・タタ・スチール向け4基目、液化ガス供給網も強化
エア・ウォーター傘下のAir Water India Private Limited(エア・ウォーター・インディア)は10月20日、インド鉄鋼最大手タタ・スチールのジャムシェドプル製鉄所(ジャルカンド州)に建設中の大型産業ガスプラントを取得し、20年間の長期運転保守契約を締結したと発表した。11月の稼働開始を予定している。
同プラントは酸素生産能力が日量約1,800トン(約52,500Nm³/h)で、酸素・窒素・アルゴンの3ガスを製造。タタ・スチールへのオンサイト供給に加え、併産する液化ガスをインド東部・北部エリアの産業向けに供給する。
エア・ウォーター・インディアは2019年から同製鉄所向けに3基のオンサイトプラントを運営してきた実績を持つ。日本人駐在員の派遣と本国からの遠隔支援により、プラント運転・保守ノウハウを展開し信頼関係を構築。こうした運営実績が評価され、4基目となる今回の案件受注につながった。
■成長市場で攻勢
インド政府は2034年までに粗鋼生産量を現在の年間約1.5億トンから5億トンへ引き上げる目標を掲げており、各鉄鋼メーカーが積極的な設備投資を進めている。製鉄所が集積する東部では造船・電力・インフラ分野、北部では自動車関連産業を中心に産業ガス需要が拡大中だ。
さらに、インド政府主導で半導体製造・設計拠点化の取り組みも進展。北東部アッサム州などで半導体・電子産業の立ち上げが計画されており、製造に不可欠な窒素ガスなど産業ガス供給インフラの重要性が高まっている。

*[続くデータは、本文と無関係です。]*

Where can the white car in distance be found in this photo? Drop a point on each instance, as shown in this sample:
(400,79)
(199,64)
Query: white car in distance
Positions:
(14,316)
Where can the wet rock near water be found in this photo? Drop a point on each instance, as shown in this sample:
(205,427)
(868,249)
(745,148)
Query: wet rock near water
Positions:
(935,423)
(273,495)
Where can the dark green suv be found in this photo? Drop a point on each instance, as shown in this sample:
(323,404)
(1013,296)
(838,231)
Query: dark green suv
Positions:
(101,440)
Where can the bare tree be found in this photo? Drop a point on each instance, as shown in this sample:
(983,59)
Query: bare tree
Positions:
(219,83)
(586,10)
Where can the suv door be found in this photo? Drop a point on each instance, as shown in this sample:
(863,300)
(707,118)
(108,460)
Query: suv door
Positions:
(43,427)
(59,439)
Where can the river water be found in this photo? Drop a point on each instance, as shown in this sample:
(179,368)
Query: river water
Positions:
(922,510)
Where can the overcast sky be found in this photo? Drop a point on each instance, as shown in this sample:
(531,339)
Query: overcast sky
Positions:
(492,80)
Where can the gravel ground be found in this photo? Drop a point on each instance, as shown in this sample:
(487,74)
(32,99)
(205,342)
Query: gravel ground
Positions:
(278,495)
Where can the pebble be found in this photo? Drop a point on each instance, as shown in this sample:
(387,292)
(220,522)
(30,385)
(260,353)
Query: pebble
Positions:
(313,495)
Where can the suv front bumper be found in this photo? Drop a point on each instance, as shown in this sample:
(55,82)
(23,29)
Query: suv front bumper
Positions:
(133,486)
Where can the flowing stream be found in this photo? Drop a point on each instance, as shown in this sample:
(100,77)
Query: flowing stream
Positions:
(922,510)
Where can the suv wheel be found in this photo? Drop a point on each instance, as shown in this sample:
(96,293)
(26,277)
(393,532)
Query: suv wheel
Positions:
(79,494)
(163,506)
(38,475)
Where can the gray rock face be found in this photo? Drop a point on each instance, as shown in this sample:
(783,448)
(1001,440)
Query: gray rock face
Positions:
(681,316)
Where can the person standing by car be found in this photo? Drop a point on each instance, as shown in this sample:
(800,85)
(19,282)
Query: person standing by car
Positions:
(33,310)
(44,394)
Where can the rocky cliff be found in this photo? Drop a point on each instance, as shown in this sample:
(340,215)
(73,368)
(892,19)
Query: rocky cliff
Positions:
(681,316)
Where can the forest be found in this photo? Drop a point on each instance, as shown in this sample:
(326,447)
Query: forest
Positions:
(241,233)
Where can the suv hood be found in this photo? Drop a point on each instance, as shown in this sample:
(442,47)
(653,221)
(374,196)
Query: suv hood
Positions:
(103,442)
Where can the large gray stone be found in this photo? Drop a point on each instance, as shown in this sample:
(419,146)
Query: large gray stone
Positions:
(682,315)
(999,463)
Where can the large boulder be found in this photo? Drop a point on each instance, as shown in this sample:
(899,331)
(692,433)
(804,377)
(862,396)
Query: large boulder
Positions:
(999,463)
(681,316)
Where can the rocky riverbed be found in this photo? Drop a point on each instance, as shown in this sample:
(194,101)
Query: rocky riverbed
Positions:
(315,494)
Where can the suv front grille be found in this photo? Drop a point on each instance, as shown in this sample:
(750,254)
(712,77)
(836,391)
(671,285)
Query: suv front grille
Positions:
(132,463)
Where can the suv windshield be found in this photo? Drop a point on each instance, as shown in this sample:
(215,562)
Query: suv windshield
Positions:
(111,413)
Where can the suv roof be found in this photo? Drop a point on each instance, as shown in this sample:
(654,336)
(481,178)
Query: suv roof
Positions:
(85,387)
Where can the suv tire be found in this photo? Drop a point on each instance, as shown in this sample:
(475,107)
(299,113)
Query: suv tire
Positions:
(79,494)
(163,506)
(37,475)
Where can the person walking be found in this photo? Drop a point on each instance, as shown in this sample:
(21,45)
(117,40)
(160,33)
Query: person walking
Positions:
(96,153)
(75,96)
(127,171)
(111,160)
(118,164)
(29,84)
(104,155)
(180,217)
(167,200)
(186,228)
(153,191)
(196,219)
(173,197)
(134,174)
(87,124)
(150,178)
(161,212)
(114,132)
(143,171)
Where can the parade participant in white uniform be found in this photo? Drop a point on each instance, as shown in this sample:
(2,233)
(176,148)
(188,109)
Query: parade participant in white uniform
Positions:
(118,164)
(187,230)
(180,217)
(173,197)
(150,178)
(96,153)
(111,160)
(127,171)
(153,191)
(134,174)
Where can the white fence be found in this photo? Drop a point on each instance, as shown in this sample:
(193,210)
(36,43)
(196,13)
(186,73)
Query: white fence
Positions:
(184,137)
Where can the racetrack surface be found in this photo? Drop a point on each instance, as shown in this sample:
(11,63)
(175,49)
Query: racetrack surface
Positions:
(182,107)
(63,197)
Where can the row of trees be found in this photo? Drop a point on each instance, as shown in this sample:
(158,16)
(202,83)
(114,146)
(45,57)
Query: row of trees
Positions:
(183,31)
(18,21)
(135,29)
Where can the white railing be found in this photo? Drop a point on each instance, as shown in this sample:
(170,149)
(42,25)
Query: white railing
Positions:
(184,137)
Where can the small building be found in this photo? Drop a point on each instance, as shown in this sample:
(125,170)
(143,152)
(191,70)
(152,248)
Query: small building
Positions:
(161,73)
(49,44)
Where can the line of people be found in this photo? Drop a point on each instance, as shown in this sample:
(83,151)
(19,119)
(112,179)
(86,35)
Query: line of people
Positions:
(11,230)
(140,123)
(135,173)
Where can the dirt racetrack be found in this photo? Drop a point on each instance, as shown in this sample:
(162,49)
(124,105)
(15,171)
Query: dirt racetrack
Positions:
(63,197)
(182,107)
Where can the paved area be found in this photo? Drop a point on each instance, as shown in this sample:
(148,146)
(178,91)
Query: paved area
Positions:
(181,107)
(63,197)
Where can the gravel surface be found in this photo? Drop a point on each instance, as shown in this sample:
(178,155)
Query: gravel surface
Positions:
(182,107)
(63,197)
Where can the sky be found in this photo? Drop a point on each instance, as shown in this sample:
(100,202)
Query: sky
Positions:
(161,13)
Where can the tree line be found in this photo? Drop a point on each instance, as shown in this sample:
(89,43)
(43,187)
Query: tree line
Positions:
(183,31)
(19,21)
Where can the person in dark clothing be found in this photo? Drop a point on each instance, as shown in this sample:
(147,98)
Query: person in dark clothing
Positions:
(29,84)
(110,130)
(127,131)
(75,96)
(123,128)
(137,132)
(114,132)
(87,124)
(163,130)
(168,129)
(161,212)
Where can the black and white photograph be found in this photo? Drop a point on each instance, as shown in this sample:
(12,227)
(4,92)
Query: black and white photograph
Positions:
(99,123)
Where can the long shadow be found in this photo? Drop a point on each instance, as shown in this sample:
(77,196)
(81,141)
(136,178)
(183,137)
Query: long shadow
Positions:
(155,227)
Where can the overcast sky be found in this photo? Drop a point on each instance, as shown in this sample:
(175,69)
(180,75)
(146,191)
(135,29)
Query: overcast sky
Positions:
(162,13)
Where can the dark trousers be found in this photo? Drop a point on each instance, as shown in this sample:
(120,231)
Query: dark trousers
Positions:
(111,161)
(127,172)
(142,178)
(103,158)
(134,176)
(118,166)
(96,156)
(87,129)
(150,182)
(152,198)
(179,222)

エア・ウォーター・インディアは「鉄鋼向けオンサイトガス案件への注力」と「液化ガス製造拠点の拡充」を基本戦略に据え、インド市場での事業拡大を推進。今回のプラント稼働により、鉄鋼から自動車、半導体まで幅広い製造業の成長を支える供給体制を構築する。
2025年8月の日印首脳会談では、半導体や鉱物資源を重点分野とした「経済安全保障協力イニシアチブ」への合意がなされ、両国政府が日印企業間の協業・投資を後押しする方針が確認されている。同社は日印経済連携の中心的役割を担いながら、インド社会の発展に貢献していく構えだ。